You should teach children that although the Internet has a wealth of information and can be used to foster social connections, it's not a private place and it can be abused. Sexual offenders take advantage of curious young minds to attract them into conversation and more. You can protect your children by enforcing Internet safety rules when they go online. Talking to your children about online dangers can prepare them in case they are approached or solicited.
Children should never give personal information online. This includes last names, addresses, telephone numbers, credit card information, the name of their school and their passwords. In addition, they shouldn't send pictures of themselves to strangers so that they can be recognized. Sexual molesters forward children's pictures regularly, putting innocent children in danger unknowingly. Furthermore, children should be careful in chat rooms; they should only chat with friends that they know and never get together with strangers they meet over the Internet.

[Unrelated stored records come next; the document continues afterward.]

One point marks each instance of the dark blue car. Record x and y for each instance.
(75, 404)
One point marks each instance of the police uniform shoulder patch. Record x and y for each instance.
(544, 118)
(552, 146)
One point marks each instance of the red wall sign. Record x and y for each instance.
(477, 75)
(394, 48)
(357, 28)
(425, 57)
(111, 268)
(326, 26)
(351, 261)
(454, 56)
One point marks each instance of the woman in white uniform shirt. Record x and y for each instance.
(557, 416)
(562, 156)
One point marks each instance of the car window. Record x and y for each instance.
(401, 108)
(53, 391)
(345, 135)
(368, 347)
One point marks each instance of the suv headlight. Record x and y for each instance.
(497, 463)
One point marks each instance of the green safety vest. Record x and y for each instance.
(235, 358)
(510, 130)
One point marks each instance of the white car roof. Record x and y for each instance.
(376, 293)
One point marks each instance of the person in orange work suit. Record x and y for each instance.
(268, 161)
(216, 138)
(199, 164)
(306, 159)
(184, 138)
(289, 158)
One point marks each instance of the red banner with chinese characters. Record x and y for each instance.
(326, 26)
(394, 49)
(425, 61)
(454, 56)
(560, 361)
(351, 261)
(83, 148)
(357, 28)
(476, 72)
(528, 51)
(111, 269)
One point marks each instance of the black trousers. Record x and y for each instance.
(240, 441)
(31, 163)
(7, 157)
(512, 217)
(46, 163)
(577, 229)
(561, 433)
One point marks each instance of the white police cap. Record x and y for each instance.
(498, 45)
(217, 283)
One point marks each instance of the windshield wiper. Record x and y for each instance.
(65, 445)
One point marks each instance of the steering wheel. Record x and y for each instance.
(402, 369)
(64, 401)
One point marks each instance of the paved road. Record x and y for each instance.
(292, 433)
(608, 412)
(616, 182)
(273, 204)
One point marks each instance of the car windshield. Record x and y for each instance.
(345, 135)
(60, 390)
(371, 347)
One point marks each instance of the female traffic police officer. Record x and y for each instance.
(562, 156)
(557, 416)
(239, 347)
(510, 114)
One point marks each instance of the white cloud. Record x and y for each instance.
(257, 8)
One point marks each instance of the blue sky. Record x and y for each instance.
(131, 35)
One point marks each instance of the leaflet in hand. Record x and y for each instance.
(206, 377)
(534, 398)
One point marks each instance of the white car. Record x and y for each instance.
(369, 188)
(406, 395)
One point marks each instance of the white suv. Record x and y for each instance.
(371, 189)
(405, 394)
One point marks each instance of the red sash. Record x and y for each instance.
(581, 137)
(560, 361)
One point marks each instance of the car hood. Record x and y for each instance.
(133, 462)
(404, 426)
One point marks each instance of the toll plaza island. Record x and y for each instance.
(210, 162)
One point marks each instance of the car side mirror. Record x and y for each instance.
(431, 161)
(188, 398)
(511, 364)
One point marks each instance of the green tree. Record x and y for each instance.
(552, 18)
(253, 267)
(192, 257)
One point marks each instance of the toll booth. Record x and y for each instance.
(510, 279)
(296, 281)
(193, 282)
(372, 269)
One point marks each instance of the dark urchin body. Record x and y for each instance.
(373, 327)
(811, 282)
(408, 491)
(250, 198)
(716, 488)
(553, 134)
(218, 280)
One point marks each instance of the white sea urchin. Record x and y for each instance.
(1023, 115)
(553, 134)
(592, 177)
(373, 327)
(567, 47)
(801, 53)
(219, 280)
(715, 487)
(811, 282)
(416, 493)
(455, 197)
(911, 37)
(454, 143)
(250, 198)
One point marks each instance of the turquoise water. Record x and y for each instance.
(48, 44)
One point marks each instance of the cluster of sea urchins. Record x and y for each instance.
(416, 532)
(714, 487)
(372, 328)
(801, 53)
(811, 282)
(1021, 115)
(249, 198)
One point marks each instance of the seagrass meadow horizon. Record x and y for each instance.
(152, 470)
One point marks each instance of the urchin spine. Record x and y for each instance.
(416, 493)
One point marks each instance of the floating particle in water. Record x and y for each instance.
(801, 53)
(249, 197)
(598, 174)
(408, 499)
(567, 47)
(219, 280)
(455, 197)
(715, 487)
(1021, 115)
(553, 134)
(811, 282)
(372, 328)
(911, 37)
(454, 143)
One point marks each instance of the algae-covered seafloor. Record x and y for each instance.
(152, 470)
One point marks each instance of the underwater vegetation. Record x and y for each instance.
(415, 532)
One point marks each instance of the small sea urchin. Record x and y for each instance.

Your children should be reminded to request your permission before downloading software from the Internet. Sometimes an innocent site is really a cover for pornography. You can dissuade children from exploring pornographic sites by keeping the home computer in full view. In addition, you can employ blocking software to protect children from accidentally entering questionable sites.
Be aware of the signs that show your child might be at risk for being sexually exploited over the Internet.
- Your child begins to spend more time on the computer in an enclosed, private space
- You find pornography on your child's computer
- You receive phone calls from people where you don't recognize the number
- Your child suddenly receives an abundance of gifts or mail
- Your child hides his whereabouts or turns off the screen when you enter the room
- Your child's personality changed to become more secretive and withdrawn.